Glass and Steagall, regulatin'
I liked John Cassidy's article on Wall Street as parasitical I great deal, but I thought one line at the end might end up misleading people:
In 1940, a former Wall Street trader named Fred Schwed, Jr., wrote a charming little book titled "Where Are the Customers' Yachts?," in which he noted that many members of the public believed that Wall Street was inhabited primarily by "crooks and scoundrels, and very clever ones at that; that they sell for millions what they know is worthless; in short, that they are villains." It was an extreme view, but public antagonism toward bankers and other financiers kept them in check for forty years. Economic historians refer to a period of "financial repression," during which regulators and policymakers, reflecting public suspicion of Wall Street, restrained the growth of the banking sector. They placed limits on interest rates, prohibited deposit-taking institutions from issuing securities, and, by preventing financial institutions from merging with one another, kept most of them relatively small. During this period, major financial crises were conspicuously absent, while capital investment, productivity, and wages grew at rates that lifted tens of millions of working Americans into the middle class.
Since the early nineteen-eighties, by contrast, financial blowups have proliferated and living standards have stagnated. Is this coincidence? For a long time, economists and policymakers have accepted the financial industry's appraisal of its own worth, ignoring the market failures and other pathologies that plague it. Even after all that has happened, there is a tendency in Congress and the White House to defer to Wall Street because what happens there, befuddling as it may be to outsiders, is essential to the country's prosperity. Finally, dissidents like Paul Woolley are questioning this narrative. "There was a presumption that financial innovation is socially valuable," Woolley said to me. "The first thing I discovered was that it wasn't backed by any empirical evidence. There's almost none."
It's important to understand the role of the regulation capping interest rates in this scheme. That wasn't a rule about "repressing" evil banksters. It was a rule about setting bankers up with a cozy cartel. The way post-deregulation banking works is that if banks compete to get customers' funds by offering generous interest rates. And since interest on a checking or savings account is basically a commodity product, the price competition tends to lead to the profits all being competed away.
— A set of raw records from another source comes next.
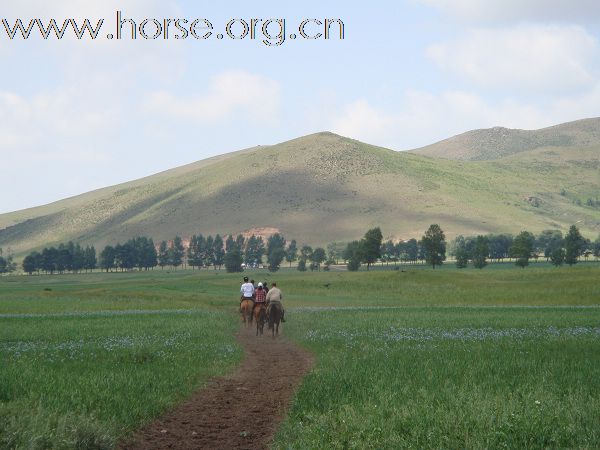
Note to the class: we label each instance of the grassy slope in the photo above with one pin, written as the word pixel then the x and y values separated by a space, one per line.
pixel 322 188
pixel 457 362
pixel 495 143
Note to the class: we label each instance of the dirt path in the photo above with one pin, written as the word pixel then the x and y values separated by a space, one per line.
pixel 241 411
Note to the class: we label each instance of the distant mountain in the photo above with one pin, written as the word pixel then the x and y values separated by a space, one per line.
pixel 496 143
pixel 324 187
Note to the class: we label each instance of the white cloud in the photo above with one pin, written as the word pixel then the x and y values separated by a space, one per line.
pixel 362 119
pixel 425 117
pixel 229 92
pixel 519 10
pixel 530 57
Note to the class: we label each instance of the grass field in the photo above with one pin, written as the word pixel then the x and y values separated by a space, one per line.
pixel 420 358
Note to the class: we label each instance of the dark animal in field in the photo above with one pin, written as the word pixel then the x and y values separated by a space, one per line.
pixel 260 317
pixel 246 311
pixel 274 313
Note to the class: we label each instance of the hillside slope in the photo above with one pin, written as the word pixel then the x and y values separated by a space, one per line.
pixel 496 143
pixel 325 187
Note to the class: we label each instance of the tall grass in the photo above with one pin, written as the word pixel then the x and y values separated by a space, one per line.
pixel 447 378
pixel 420 358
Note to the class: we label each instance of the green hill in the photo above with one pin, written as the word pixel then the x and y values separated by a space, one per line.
pixel 325 187
pixel 495 143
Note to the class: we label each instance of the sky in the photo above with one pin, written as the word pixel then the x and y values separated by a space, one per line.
pixel 77 115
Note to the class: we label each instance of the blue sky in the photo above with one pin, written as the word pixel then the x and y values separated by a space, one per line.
pixel 79 115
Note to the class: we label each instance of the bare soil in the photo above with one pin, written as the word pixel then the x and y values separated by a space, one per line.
pixel 241 411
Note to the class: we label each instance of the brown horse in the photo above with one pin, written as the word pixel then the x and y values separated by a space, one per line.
pixel 246 310
pixel 274 317
pixel 260 317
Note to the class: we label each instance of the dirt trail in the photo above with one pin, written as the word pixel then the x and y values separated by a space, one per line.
pixel 241 411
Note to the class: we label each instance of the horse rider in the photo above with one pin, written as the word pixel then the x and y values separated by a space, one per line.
pixel 275 295
pixel 247 291
pixel 260 295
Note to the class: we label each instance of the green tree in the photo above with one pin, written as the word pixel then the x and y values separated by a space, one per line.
pixel 176 252
pixel 480 253
pixel 499 246
pixel 335 251
pixel 163 255
pixel 195 251
pixel 557 257
pixel 291 254
pixel 548 241
pixel 218 251
pixel 275 251
pixel 29 264
pixel 434 245
pixel 255 249
pixel 522 247
pixel 596 249
pixel 460 253
pixel 388 252
pixel 107 258
pixel 353 255
pixel 302 265
pixel 574 245
pixel 90 258
pixel 209 252
pixel 318 257
pixel 233 260
pixel 371 246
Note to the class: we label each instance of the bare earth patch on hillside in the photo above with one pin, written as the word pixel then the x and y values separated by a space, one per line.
pixel 241 411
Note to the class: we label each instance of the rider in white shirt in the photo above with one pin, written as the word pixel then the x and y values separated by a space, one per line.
pixel 247 290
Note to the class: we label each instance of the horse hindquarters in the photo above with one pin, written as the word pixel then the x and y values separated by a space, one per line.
pixel 274 319
pixel 260 314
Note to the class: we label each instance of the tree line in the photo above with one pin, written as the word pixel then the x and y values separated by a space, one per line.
pixel 7 265
pixel 68 257
pixel 238 253
pixel 555 247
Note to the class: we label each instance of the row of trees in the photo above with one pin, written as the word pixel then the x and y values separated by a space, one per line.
pixel 552 244
pixel 7 265
pixel 138 252
pixel 234 253
pixel 68 257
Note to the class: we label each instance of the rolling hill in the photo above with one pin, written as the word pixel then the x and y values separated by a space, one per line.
pixel 324 187
pixel 496 143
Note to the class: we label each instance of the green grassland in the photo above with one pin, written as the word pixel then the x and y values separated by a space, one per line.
pixel 323 188
pixel 502 357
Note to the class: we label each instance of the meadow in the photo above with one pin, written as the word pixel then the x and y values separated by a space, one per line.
pixel 407 358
Back in the days of the regulatory cap on interest rates, things were different and old-school depository institutions basically had guaranteed profits. The ban on interstate banking had a similar effect—annoying to consumers, but convenient for restricting the level of competition.
The point Gary Gorton makes in his excellent book Slapped by the Invisible Hand is that it's hard to separate out the good and the bad in the process of unwinding this arrangement. The old days of guaranteed profits posed real problems for customers. You can be as skeptical of "financial innovation" as you like and still recognize real value in such innovations as savings accounts with positive real interest rates, branches that are open later than 3PM and sometimes even on Saturday, and other basic efforts to act like real businesses in a competitive marketplace that need to sell products to customers.
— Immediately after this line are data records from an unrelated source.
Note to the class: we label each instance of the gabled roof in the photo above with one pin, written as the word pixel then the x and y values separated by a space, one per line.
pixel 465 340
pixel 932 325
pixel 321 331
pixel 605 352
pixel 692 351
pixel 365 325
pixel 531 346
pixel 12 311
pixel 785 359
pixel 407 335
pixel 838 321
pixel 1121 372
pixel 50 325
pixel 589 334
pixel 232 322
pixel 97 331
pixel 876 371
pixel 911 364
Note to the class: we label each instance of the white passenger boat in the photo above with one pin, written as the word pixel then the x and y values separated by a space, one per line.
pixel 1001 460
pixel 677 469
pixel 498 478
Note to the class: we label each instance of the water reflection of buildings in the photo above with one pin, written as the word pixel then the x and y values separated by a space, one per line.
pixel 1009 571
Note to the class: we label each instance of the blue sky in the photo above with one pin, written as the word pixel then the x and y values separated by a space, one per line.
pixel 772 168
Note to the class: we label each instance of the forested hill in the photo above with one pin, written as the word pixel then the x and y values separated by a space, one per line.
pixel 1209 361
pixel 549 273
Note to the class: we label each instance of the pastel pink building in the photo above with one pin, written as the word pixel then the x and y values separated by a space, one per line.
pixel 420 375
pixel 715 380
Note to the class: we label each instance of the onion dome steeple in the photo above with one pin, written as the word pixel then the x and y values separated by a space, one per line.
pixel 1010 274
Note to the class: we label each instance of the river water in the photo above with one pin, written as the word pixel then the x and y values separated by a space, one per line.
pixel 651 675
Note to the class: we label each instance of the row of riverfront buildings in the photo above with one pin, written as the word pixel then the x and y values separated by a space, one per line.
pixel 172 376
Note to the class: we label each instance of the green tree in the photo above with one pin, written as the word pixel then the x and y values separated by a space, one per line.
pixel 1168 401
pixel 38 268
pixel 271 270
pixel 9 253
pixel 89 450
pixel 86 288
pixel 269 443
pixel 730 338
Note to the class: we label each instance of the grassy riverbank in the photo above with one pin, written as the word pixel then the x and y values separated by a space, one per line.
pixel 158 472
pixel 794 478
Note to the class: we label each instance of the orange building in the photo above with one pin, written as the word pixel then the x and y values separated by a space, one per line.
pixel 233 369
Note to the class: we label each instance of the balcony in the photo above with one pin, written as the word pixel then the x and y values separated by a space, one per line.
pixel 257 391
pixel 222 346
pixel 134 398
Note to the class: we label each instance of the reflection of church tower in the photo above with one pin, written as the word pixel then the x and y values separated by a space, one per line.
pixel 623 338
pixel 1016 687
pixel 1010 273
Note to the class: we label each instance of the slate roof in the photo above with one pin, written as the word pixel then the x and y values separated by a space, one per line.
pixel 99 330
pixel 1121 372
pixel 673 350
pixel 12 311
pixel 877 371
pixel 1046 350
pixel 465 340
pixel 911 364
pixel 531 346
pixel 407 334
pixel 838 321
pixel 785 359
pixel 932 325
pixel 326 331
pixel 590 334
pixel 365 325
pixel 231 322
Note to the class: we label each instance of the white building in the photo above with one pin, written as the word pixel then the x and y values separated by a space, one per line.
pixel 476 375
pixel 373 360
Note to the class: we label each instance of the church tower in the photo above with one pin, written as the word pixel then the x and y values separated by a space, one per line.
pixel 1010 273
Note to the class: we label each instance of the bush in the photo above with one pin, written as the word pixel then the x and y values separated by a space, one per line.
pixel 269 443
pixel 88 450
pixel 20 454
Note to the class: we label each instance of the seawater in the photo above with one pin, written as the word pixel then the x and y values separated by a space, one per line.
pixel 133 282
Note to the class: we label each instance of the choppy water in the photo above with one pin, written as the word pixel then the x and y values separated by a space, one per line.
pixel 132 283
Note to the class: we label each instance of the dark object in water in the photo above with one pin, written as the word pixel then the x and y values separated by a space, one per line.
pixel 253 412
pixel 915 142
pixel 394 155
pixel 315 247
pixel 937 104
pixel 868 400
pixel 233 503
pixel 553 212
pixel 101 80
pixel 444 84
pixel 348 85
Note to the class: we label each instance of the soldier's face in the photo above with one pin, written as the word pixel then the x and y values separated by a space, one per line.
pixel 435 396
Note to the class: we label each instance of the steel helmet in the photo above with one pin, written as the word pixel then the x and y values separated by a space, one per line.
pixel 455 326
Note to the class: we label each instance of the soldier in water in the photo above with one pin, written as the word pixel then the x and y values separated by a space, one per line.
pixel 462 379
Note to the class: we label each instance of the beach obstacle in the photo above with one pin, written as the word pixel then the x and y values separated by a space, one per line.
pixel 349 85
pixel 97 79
But once you bring competition into this field, you largely take the profit out of it. The reason banking used to be dominated by boring "take the deposit, loan the money" business models is that those models were profitable. Deregulated, more competition came into play, consumers got a lot of benefits, but the real money moved elsewhere ("shadow banking") and the industry naturally became dominated less by people who were interested in leaving work early ("bankers' hours") than by people who were interested in dreaming up ways to get rich.